Kentalnya Toleransi di Desa Gelgel dan Penglipuran

Memilih tujuan travelling ke desa wisata di Indonesia bukanlah hal yang sulit. Hampir di setiap pulau di Tanah Airdmemiliki desa yang khas akan budaya setempat. Salah satunya Bali yang tidak hanya menjadi pulau dengan keindahan alam yang memesona. Tapi juga budaya yang kental dan masih terjaga hingga saat ini. Di antara sekian banyak desa wisata di Pulau Dewata, kali ini Women’s Obsession akan membahas dua desa yang unik.

 

Desa Islam tertua di Bali

 

Dikenal dengan toleransi beragama yang sangat baik, Bali memiliki Desa Gelgel sebagai desa Islam tertua yang juga menjadi salah satu desa tertua di Bali. Awal mula penyebaran agama Islam di desa ini adalah ketika 40 prajurit Majapahit diutus untuk mengawal Raja Gelgel Dalem Ketut Ngelesir kembali ke Pulau Dewata.
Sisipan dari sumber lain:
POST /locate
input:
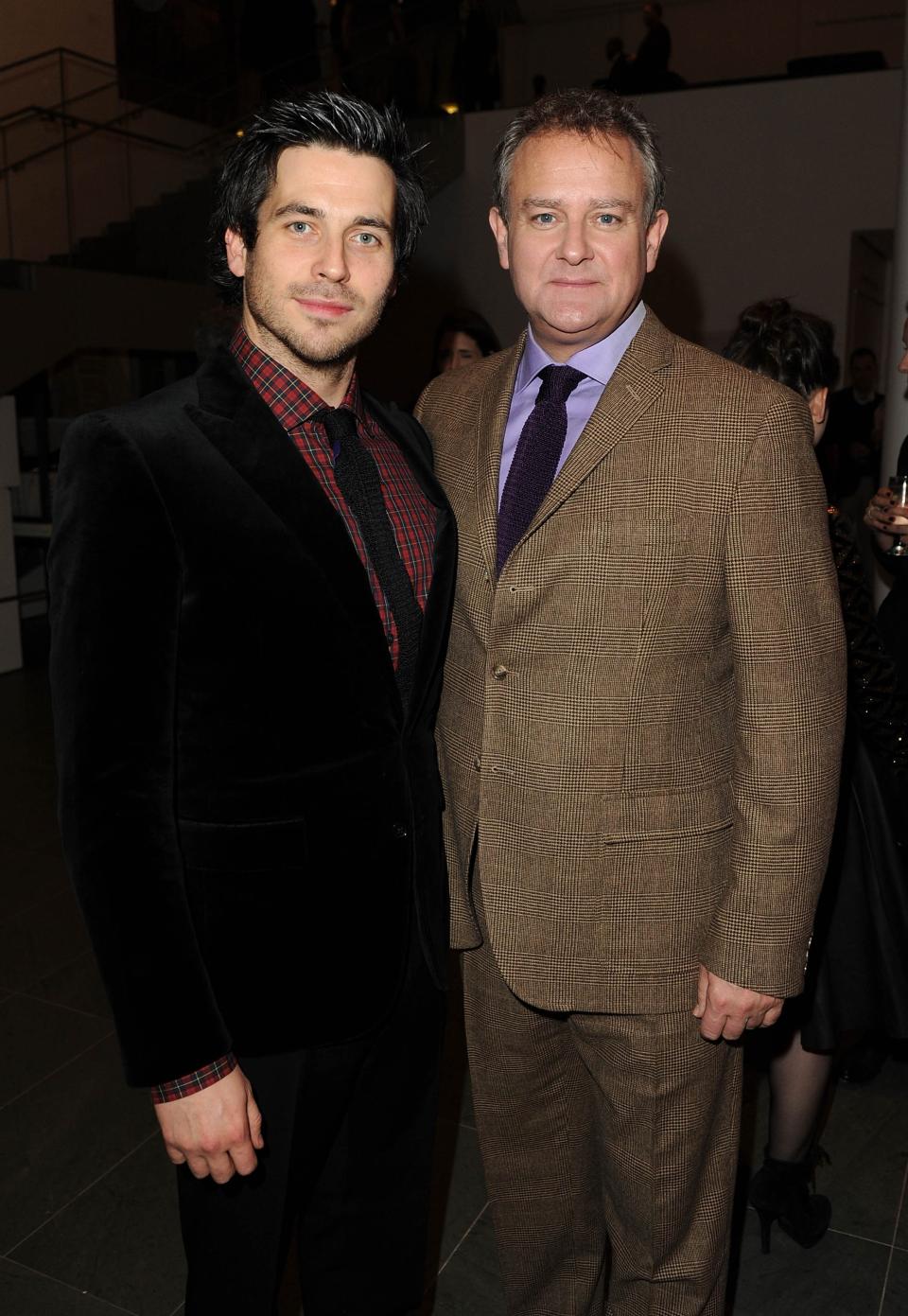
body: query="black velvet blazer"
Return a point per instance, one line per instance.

Sebagai rasa terima kasih, sang raja kemudian mempersembahkan sebidang tanah di sisi timur kerajaan di Klungkung untuk tempat tinggal mereka yang ternyata adalah umat Muslim.

 

Sejak saat itu, penyebaran agama Islam di desa tersebut pun semakin luas. Tidak hanya dihuni oleh umat muslim, desa yang dikenal dengan karya tembikarnya ini begitu menjaga toleransi beragama. Salah satu bentuk toleransi yang dijaga adalah kegiatan makan bersama yang dikenal dengan tradisi ngejot. Tradisi ini dilakukan dengan saling berkirim makanan saat setiap pemeluk agama memperingati hari raya keagamaannya.

 

Hal yang unik adalah setiap orang sudah betul-betul memahami dan mempraktikkan apa yang boleh dan tidak boleh dimakan oleh setiap pemeluk agama. Seperti tidak mengandung daging sapi ketika akan memberi makanan kepada warga beragama Hindu dan hanya membagikan makanan halal pada umat Muslim. Begitu pun dengan pemeluk agama lainnya. Jika ingin berkunjung ke desa wisata yang satu ini, wisatawan tidak hanya bisa menikmati budaya Bali yang kental, tapi juga berbagai bangunan bersejarah. Bahkan tembikar dan kain songket karya masyarakat setempat yang kualitasnya telah tersohor.

 

Menjaga keselarasan alam

 

Begitu menghargai kebersihan, tak aneh rasanya jika desa Penglipuran dinobatkan sebagai desa terbersih ke-tiga di dunia versi majalah internasional Boombastic pada tahun 2017 lalu. Selain itu, desa ini juga begitu menjaga keselarasan dengan alam. Hal ini dapat dilihat dari arsitektur bangunan dan rumah rumah masyarakat yang masih berkonsep menyatu dan harmonis dengan alam sekitar. Hampir semua rumah di desa ini memiliki bentuk sama.

 

Baik bentuk rumah hingga gerbang di semua bangunan, masih menjaga bentuk asli khas Bali. Ini karena masyarakat setempat masih memegang konsep Tri Hita Karana, yakni filosofi masyarakat Bali mengenai keseimbangan hubungan antara Tuhan, manusia, dan lingkungannya. Tak hanya dilihat dari bangunan, Desa Penglipuran juga terdiri dari 40% hutan bambu yang juga menjadi daya tarik tersendiri.

 

Budaya lain yang masih dipegang kuat adalah bagaimana masyarakat setempat menghormati perempuan dengan adanya larangan berpoligami. Jika ada yang melanggar aturan monogami tersebut, akan mendapatkan hukuman, yakni dikucilkan dari desa. Pelaku poligami juga dilarang melewati jalanan umum, memasuki pura, bahkan tidak diperbolehkan mengikuti kegiatan adat.